The crypto world has experienced a significant fall in prices of cryptocurrencies across the board. This began in the early hours of Tuesday, January 16 and continued for the most part of the week with a few rebounds here and there. This fall in price saw Bitcoin drop in price by about 15% in the initial stages, make a rebound and fall even further, while some altcoins have shed about 90% of their original value in price before the swoon.
This is not the first time that cryptocurrencies are responding in such a manner especially after some resistive measures by governments. This time around, the popular narrative is that this market behaviour is as a result of the most recent regulatory pressure from China and South Korea.
In the first quarter of 2017, an announcement by the People’s Bank of China (PBoC) indicating plans to regulate the cryptocurrency operations within China gave rise to a similar situation. However, that fall in price was short-lived as Bitcoin especially recovered fully and even set new price records in just a few days. This same pattern was repeated a couple of times throughout 2017, especially as a couple of countries in the Asian continent came out with various announcements on actions or intentions towards the cryptocurrency ecosystem.
The impact that these Asian nations are having on the crypto industry is related to the high level of participation that the industry receives from that region.
The CEO of Netcoins, Michael Vogel tells CCN that this is borne out of the fact that these Asian countries have been among the earliest adopters of cryptocurrency, and this is often why negative news in Asia (or perceived negative news) can cause panic selling in other parts of the world.
“We’ve seen this many times, however, it is important to remember the irony though; Bitcoin hit all-time high price months after China first proclaimed its reluctance to embrace Bitcoin”, says Vogel.
Vogels elaborates that this recent drop in price is indicative of a long term trend. He notes that it is just a reminder that cryptocurrency is volatile and it is typical of long term traders to jump at the opportunity to make discount buy-orders.
The President of Blockchain TV, Jason Cassidy explains that as the collective market cap for cryptocurrencies grows it is only natural to see pull backs such as experienced recently. He notes that regardless of what is driving the market down that such market behaviour is healthy to have ‘breathers’ in between adding hundreds of billions of dollars to the market capitalization in rapid succession.
On the impact that Asia is having on cryptocurrencies, Cassidy says:
“Currently a large amount of global trading volume takes place in the East, so China has and will continue to have an impact on the markets.
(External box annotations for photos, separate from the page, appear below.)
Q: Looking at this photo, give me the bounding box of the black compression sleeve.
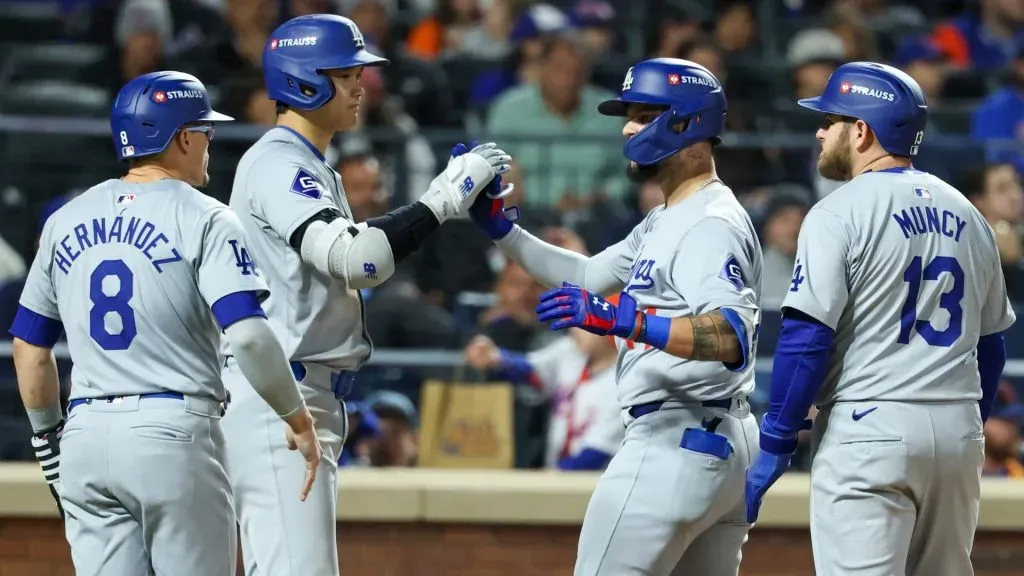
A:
[367,202,441,262]
[288,208,341,250]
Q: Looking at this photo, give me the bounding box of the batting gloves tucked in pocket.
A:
[32,420,65,518]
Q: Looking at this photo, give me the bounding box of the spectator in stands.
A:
[956,158,1024,301]
[932,0,1024,72]
[406,0,512,60]
[0,236,27,285]
[412,160,559,310]
[362,390,420,467]
[466,319,625,470]
[478,260,551,352]
[971,41,1024,170]
[759,194,810,310]
[828,5,879,61]
[714,0,758,59]
[487,33,629,209]
[346,51,437,202]
[981,381,1024,480]
[892,36,949,106]
[834,0,928,53]
[346,0,462,127]
[779,28,846,198]
[469,2,574,108]
[218,68,278,126]
[109,0,174,92]
[648,4,703,58]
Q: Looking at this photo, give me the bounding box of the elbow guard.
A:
[301,218,394,290]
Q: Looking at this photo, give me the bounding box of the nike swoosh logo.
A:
[853,406,879,420]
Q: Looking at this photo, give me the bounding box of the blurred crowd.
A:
[0,0,1024,477]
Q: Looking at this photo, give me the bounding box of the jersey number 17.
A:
[896,256,964,347]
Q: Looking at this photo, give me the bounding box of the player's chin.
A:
[626,160,657,184]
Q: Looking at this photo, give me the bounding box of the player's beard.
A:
[626,160,660,184]
[818,124,853,181]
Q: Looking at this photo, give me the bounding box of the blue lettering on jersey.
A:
[624,258,654,292]
[893,206,967,242]
[227,240,259,276]
[292,168,324,200]
[790,259,805,292]
[718,254,743,290]
[53,216,181,274]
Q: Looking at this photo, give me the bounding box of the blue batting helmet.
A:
[263,14,388,110]
[597,58,726,166]
[799,61,928,156]
[111,71,234,160]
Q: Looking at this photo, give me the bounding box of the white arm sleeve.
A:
[300,218,394,290]
[224,316,305,418]
[498,225,636,295]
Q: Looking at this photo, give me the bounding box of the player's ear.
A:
[853,120,874,153]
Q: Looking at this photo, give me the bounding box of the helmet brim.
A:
[316,49,390,70]
[199,110,234,122]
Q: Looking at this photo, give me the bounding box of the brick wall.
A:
[0,519,1024,576]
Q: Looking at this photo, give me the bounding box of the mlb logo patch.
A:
[292,168,324,200]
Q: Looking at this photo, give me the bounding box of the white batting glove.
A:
[420,142,512,222]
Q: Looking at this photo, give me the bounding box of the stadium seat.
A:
[0,0,63,42]
[0,43,109,85]
[0,80,111,118]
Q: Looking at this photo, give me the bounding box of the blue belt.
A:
[290,362,355,400]
[630,398,732,419]
[68,392,185,412]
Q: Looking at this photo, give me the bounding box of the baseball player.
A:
[223,14,511,576]
[466,325,623,470]
[470,58,761,576]
[746,63,1015,576]
[10,72,321,576]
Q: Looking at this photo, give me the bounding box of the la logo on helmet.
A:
[345,22,367,48]
[623,66,633,91]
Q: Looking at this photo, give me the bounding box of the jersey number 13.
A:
[896,256,964,347]
[89,260,137,351]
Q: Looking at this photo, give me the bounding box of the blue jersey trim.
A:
[210,290,266,330]
[8,305,63,348]
[274,126,327,162]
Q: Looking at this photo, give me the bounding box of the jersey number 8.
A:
[89,260,137,351]
[896,256,964,348]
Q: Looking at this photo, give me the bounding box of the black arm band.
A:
[288,208,341,250]
[367,202,441,262]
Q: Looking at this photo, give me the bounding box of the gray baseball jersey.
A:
[783,165,1015,405]
[20,179,267,400]
[608,182,761,407]
[224,126,372,370]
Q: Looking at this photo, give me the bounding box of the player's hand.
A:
[466,334,502,371]
[285,407,324,502]
[32,420,65,519]
[537,282,636,338]
[743,451,793,524]
[420,142,512,222]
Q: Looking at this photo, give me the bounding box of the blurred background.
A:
[0,0,1024,478]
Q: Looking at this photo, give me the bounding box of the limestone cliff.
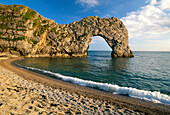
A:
[0,4,133,57]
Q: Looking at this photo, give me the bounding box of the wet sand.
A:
[0,57,170,115]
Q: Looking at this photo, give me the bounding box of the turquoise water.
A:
[17,51,170,104]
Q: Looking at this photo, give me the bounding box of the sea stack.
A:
[0,4,133,57]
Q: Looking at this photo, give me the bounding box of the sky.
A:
[0,0,170,51]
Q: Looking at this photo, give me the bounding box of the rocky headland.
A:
[0,4,133,57]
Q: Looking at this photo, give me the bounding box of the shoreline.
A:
[0,58,170,114]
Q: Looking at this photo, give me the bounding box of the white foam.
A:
[16,65,170,105]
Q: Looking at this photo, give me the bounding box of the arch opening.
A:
[88,36,112,51]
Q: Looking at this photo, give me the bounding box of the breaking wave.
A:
[16,63,170,105]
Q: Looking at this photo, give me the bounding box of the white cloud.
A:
[121,0,170,39]
[76,0,99,7]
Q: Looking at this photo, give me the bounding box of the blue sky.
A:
[0,0,170,51]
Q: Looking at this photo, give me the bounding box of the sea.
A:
[15,51,170,105]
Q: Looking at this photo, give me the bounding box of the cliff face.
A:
[0,4,133,57]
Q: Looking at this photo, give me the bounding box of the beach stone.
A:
[0,4,133,57]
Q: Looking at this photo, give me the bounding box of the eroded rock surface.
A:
[0,4,133,57]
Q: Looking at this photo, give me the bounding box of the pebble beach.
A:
[0,54,169,115]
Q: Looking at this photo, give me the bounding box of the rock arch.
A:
[0,4,133,57]
[48,16,133,57]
As always, the top currencies will recover the fastest and live to see another day. You will notice market swings like this can also be the catalyst for the end of life cycle for low-value coins or outright scams. Bitconnect is a recent example of this. “Expect to see more malinvestment cleared out of the industry as the overall IQ of the space matures.”
Nascent projects within the crypto space, especially those with base in Asia are being affected by this development. It takes significant robustness and genuine expertise for emerging projects to survive seasons like this where authorities make ambiguous regulatory statements, leaving the community with a lot of uncertainties.
Situations like this are necessary to separate actual developmental products from ‘paper-based’ arrangements that give the industry a bad name. However, relevant authorities need to come up with clear terms and to do so quickly in order to avoid the market uncertainty that is responsible for the panic within the ecosystem.
Repeated events have shown how significant the Asian community is to the blockchain industry. Having led the way in the early adoption of the technology, and natural factors such as population, which by extension influences the market size have placed the region in a prominent position within the industry. For how long this will continue remains to be known, but the power of Asia in the current crypto industry can no longer be taken for granted.